Which makes sense, really. I slept for seven straight hours last night. By all rights, I shouldn’t sleep again until sometime next week. It usually doesn’t bother me this much. Most nights I use the time to do me. I read. Work on my boards. Listen to music. Hack the Pentagon.

At the moment, I’m contemplating knocking myself out with a hammer because I can’t concentrate on any of those things. All I can think about is Henley. All my brain wants to do is rerun every word she ever said to me. Every time she touched me. Every time she hurt me.

In a desperate bid for sanity, I finish patching up the Windstar and shoot a text to its single mom owner, telling her it’s ready for an early pick-up. What I don’t tell her is that her hunk of junk isn’t on its last leg anymore. It’s a zombie at this point. Officially dead but still running. The next time it takes a shit on her will be the last time. She might get another week or two out of it if she’s lucky.
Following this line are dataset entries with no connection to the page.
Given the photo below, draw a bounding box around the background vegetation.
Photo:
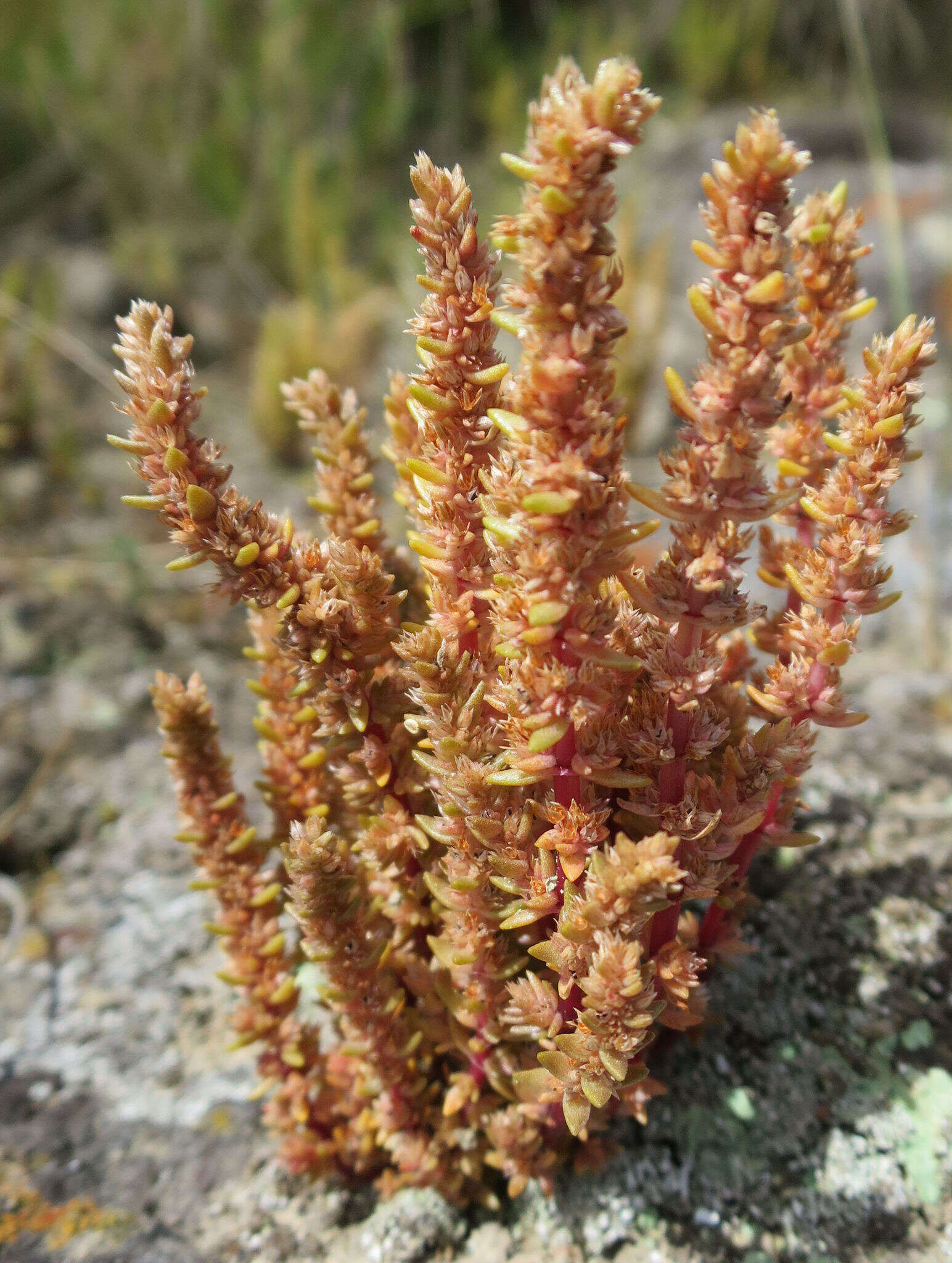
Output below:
[0,0,952,472]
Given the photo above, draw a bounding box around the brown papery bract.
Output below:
[110,59,934,1206]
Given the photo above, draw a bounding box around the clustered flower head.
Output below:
[110,60,933,1204]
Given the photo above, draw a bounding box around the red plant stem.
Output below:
[698,662,829,950]
[698,781,782,951]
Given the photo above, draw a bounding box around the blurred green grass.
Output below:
[0,0,952,464]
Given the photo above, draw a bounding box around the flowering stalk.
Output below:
[755,182,876,654]
[630,112,807,952]
[153,673,340,1169]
She waitresses the 12pm-5am shift at Benny’s so I get a quick reply.

Tina: Thanks! I don’t

know what I do without you.

Me: It’s all good.

Tina: Tess was here. Her

friend left me a HUGE tip.

Henley. I can imagine her pulling out a huge wad of cash from her designer bag. Flipping a stack of bills onto the table like they were nothing more than a wad of used tissues. I don’t know why it makes me so mad, but it does, thinking about her running around the neighborhood, throwing cash around like its nothing. Probably because to her, it is.

Me: She’s loaded. Take

the money and run.

Tina: She seemed really

nice. It was good to see Tess

with someone besides you. ;)

She meant it as a joke, but it still stings. I know that hanging out with me all the time isn’t good for her. Tess needs real friends. Other women she can talk to about things she can’t talk to me about.

Namely the fact that even after what he did to her, she’s still in love with my asshole brother. Cari fit the bill nicely until she up and took off on us. She’s been gone for going on six months now and is showing no signs of coming home.
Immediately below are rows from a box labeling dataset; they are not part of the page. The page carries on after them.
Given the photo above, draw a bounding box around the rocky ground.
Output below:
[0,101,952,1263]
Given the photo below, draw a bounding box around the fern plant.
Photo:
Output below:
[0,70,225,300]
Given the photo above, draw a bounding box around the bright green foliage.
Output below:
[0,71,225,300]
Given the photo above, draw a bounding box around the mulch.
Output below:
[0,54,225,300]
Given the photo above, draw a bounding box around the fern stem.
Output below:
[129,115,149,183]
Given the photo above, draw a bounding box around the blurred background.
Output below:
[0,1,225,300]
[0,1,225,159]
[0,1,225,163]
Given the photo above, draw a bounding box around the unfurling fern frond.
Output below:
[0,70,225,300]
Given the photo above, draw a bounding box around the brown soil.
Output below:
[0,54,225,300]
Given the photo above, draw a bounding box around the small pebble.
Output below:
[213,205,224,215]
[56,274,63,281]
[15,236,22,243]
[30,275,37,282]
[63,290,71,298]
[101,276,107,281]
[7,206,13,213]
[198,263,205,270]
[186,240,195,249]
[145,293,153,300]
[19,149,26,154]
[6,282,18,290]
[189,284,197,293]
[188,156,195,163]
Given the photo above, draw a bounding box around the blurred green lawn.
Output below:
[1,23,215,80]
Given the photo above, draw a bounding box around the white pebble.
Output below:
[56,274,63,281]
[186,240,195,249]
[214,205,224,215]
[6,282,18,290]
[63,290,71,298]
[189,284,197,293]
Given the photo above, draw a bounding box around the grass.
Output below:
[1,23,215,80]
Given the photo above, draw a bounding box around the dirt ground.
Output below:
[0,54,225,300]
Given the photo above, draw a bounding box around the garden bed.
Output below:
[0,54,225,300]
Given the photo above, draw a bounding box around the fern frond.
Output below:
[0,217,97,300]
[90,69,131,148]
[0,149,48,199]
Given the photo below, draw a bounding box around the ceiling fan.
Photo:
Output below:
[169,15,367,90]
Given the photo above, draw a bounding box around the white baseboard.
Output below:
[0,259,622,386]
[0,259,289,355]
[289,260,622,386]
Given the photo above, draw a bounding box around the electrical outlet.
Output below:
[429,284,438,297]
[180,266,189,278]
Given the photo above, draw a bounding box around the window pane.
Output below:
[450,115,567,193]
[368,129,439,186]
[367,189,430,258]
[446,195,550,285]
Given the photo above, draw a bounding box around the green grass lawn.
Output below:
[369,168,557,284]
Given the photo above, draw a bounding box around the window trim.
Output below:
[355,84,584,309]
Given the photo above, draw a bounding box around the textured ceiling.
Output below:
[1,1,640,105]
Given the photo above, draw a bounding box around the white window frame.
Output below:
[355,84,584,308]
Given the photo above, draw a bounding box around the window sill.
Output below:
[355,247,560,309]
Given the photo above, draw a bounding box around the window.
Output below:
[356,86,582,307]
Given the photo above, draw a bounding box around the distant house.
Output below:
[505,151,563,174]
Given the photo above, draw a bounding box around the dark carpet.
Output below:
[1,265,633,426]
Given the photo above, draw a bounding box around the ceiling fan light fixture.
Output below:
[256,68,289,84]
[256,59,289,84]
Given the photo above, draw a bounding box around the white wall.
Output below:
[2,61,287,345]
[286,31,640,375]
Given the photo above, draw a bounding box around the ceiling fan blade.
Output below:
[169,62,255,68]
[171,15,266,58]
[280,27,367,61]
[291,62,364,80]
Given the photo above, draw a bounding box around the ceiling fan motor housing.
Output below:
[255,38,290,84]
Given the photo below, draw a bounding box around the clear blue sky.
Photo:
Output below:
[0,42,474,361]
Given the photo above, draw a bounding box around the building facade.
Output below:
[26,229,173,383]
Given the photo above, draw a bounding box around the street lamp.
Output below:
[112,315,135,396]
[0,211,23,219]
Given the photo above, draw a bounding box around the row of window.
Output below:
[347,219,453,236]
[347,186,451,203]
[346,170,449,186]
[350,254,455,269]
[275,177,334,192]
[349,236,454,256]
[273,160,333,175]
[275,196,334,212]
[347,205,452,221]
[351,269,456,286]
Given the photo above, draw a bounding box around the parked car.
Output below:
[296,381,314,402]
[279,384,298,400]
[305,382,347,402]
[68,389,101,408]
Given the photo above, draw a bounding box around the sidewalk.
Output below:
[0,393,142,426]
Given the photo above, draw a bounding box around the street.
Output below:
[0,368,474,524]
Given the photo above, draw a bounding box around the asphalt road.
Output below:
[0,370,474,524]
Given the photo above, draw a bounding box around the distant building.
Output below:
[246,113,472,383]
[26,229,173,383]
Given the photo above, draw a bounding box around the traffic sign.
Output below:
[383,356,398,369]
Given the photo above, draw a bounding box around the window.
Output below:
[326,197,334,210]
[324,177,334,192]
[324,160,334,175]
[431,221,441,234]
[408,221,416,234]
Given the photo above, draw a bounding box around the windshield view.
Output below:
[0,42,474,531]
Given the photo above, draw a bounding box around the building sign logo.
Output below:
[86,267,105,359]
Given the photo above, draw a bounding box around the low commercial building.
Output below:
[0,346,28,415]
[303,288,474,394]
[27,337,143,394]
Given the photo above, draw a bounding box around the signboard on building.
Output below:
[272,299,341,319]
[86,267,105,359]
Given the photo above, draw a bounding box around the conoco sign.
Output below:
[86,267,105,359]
Me: Your car is parked out front.

keys are under the seat.

I toss the phone onto my workbench without waiting for a reply.
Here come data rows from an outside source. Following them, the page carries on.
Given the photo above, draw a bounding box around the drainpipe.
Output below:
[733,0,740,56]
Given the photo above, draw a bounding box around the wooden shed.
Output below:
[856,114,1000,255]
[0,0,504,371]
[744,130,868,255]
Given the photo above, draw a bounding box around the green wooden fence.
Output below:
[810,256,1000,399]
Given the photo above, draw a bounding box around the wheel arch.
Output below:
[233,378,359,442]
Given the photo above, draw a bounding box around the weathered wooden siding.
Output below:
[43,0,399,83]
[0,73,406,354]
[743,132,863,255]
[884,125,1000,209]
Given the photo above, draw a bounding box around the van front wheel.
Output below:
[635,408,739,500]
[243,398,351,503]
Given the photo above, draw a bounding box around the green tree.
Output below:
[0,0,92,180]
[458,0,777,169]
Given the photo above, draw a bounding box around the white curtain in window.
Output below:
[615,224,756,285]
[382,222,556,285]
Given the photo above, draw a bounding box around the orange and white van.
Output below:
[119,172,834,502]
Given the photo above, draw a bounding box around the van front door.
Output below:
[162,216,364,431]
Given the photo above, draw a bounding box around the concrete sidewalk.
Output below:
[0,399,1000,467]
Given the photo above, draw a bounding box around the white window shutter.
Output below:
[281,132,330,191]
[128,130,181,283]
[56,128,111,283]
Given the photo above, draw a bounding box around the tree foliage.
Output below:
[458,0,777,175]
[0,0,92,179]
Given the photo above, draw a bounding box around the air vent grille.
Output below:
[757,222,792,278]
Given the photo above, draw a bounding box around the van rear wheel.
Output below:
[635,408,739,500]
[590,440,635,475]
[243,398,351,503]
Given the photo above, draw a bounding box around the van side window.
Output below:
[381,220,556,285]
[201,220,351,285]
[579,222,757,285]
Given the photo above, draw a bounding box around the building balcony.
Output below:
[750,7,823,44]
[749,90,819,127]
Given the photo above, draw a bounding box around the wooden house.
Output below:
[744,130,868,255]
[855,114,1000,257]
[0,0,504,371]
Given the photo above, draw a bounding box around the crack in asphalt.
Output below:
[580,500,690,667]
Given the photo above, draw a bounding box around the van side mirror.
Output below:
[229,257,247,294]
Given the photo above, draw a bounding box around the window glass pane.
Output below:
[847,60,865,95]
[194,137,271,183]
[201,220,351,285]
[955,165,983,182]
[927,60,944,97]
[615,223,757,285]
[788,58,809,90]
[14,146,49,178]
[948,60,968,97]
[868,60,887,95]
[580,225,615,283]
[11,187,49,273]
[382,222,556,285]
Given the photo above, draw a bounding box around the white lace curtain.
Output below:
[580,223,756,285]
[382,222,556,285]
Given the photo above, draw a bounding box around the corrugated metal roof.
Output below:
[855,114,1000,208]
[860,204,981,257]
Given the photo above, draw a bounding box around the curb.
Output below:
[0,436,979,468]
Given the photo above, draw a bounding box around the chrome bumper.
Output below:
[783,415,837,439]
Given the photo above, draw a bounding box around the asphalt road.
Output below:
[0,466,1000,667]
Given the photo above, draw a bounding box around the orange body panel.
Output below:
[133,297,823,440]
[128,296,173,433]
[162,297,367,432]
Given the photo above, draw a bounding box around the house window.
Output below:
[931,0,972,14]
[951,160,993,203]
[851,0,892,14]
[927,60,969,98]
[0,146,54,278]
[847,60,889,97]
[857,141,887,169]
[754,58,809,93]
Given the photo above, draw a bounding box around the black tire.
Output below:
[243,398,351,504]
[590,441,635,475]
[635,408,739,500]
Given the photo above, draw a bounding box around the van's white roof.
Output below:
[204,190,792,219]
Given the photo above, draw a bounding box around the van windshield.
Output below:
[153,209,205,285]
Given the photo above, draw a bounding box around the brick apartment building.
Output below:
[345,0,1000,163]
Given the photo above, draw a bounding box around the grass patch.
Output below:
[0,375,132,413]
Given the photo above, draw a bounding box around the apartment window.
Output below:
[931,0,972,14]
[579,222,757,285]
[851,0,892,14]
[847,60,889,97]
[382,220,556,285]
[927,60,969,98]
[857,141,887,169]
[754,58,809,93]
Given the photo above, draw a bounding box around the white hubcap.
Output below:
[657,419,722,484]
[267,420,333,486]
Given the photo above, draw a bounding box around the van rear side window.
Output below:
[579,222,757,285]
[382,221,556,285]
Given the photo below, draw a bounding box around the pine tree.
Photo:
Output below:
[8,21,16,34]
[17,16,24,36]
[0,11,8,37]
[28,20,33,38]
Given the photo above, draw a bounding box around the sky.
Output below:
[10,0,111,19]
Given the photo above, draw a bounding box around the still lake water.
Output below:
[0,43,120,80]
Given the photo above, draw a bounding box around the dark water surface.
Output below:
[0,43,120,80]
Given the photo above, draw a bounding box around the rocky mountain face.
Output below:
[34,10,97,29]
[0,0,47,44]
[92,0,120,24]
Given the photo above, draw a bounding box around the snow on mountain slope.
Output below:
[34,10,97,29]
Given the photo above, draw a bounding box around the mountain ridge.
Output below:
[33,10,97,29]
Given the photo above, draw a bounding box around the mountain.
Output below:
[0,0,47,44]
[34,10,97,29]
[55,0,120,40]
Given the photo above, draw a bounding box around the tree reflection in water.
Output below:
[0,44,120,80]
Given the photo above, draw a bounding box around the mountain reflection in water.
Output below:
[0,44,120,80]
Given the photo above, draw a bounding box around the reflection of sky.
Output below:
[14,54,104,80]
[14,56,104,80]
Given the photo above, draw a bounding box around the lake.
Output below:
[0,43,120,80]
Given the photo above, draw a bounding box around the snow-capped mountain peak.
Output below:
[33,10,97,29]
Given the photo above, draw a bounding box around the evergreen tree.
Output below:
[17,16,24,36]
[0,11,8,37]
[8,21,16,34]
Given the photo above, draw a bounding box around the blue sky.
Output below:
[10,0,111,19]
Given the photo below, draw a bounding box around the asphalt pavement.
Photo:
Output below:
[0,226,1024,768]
Upstairs, I turn on some music and pour myself a drink before carrying it into my bedroom. It’s not really a bedroom because I don’t own a bed. It’s the room I keep my crazy in.

It’s also the place where Henley happens to be, standing outside the room’s only window.

I stare at her without moving because she can’t be real. She can’t be here. Not really. I’m imagining her. I’m seeing things. Sometimes I do. Sometimes, when it’s been too long between sleeps, I see shit. Things I want to see. Things I don’t. So, yeah—I’ve hallucinated Henley before. But I’m fully rested, and she’s still standing outside my second-story window, less than ten feet away from me.

I’m not sure how long I stand there staring at her through the window, trying to decide if she’s real or not but it’s long enough to prompt her to frown. “Conner, this fire escape is falling apart. I’m not sure how long it’s going to hold up.”

I cross the room and slide the window up on its track “It’s five o’clock in the morning.”

“I know.” She grins at me, hair loose. Cheeks flushed from the crisp, early morning air. “Can I come in?”

I don’t answer. I just back away from the window to give her room to crawl through it. “Why are you here?” I say as soon as she’s in and she straightens to look at me.